184

 

                Ağzından bir şey kaçırmak kadar sıradan olsa da bedeli büyük değerlendirilen bir şey görmedim. Bir insan ağzından çıkan bir şey için neden bedel ödesin ki, bana sorarsanız bedel ödemeye değer tek şey aksiyonlardır. Hepimizin aldığı aksiyonlar, sonuçlar doğuran tek şeydir. Ağzımdan çıkan bir şeyin aksiyon doğurduğunu hatırlamıyorum, ancak ağzımdan çıkan şey aldığım bir aksiyonun yanında gelen bir şey değilse. Sinematik olmaktan bahsediyorum, yazılmış bir senaryoyu oynar gibi işiyle gücüyle ilgilenirken eşsiz bir senkron yakalayıp karşısındaki insana da anlatmak istediklerini anlatabilen insanın yaptığı iş. Kendi fikrimde konuşmanın gerçekçilik kazandığı tek nokta budur. Oturduğu yerde götünü büyütmekle meşgul olanların sadece laf olsun diye söylediği şeyleri, yargılamaya bayılan insanlar var ve her yerdeler. İşin daha ilginci bu insanlar kendilerini ciddi bir otorite olarak görüp söylediklerinin dinlenmesi için kendilerini yırtıyorlar. Halbuki bu insanların yaptığı da oturduğu yerden götünü büyütmekten farksız, en fazla durdukları yerde gırtlaklarını genişletmek gibi bir fark yaşıyor olabilirler. Bana sorarsanız yaşadıkları tek şey illüzyondan başkası değil.

                İnsanın aklına Matrix’te yaşadığımız fikrini getiren insanlardan bahsediyorum. Klon gibi yaşayan ve ortak normlara itaat ederek yaratılmış sanal gerçekliğe giriş yapan ve kendi hayatını yönetmekten aciz insanlardan bahsediyorum. Bu insanlardan bahsediyorum da, ben kimim ki bu insanlardan bahsediyorum. Fatih adında, kendi hayatının çeyreğinin bile idamesini eline almamış, evinde yıllardır yalnız yaşayan ve muhtemelen yalnız ölecek olan birisi. Yalnızlıkla problemim varmış gibi göründüğünü biliyorum ama problemlerimin en küçüğünün bu olduğunu söylerken alnımın tıpkı hepimizin bir zamanlar tanıdığı kel müdür yardımcısının kel kafası gibi parladığından eminim.

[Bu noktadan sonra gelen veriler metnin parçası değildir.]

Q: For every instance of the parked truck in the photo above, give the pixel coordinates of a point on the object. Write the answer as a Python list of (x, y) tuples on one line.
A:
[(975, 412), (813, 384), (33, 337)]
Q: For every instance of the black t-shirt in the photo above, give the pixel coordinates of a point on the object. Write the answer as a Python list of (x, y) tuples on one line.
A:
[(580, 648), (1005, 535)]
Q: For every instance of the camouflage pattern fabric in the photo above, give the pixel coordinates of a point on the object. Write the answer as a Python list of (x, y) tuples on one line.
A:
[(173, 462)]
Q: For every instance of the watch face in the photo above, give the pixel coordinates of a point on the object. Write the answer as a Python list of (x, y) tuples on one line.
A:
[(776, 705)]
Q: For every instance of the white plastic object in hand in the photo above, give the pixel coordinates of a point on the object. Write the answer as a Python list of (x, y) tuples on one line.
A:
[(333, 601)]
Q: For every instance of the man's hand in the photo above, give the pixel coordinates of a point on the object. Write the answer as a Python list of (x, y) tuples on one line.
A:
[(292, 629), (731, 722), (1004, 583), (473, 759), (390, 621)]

                Yalnızlığımın son problemim olmasını hep en makulü olarak gördüm. Eh, problemlerle uğraşıp onları halledeceksem ve geçmişimden hala benimle olan işe yarar birisi yoksa, bırakın en azından kafamı ağrıtan tek şey problemim olsun, problemime benden daha iyi çözüm bulmaya çalışmasına rağmen beni ne kadar az tanıdığının farkında olmayan bir yabancı değil. Biliyorum fazla iç bunaltıcı bir konuşmaydı, ama ne yapabilirim beni bekleyen işlerim varken ancak bu kadar neşeli birisi olabiliyorum. Öyleyse git işini hallet de kafamızı açma dediğinizi de duyar gibiyim, maalesef mizacıma aykırı bu. İşlerimin halledilmek için hala epey vakti var. Ben de ortalama, belki de ortalamanın altında bir insan gibi, işlerimi son dakikada halletmeye bayılırım. Böylece sorumluluk sahibi biri olmanın yaratamadığı tatmini, fazla önemli birisiymişim gibi ertelediğim sorumluluklarımdan çıkarırım. Bir de bu kadar güzel bir salonda yapabileceğim onca kıyak iş varken neden sorumluluklarımla ilgileneyim. Onun yerine karşımdaki tabloya fırlatabildiğim en derin bakışı fırlatmayı deneyebilirim, yaktığım sigarayla tabloyu izleyip sanatın ne kadar önemli olduğunu anlıyormuş gibi yapabilirim. Ya da, sanırım buldum, sanat bile kendimi ifade etmeme yardımcı değilmiş edasıyla boş boş duvar izleyip saçlarımı dökebilirim. Eh, artık saçlarım dökülse hiç de fena olmaz.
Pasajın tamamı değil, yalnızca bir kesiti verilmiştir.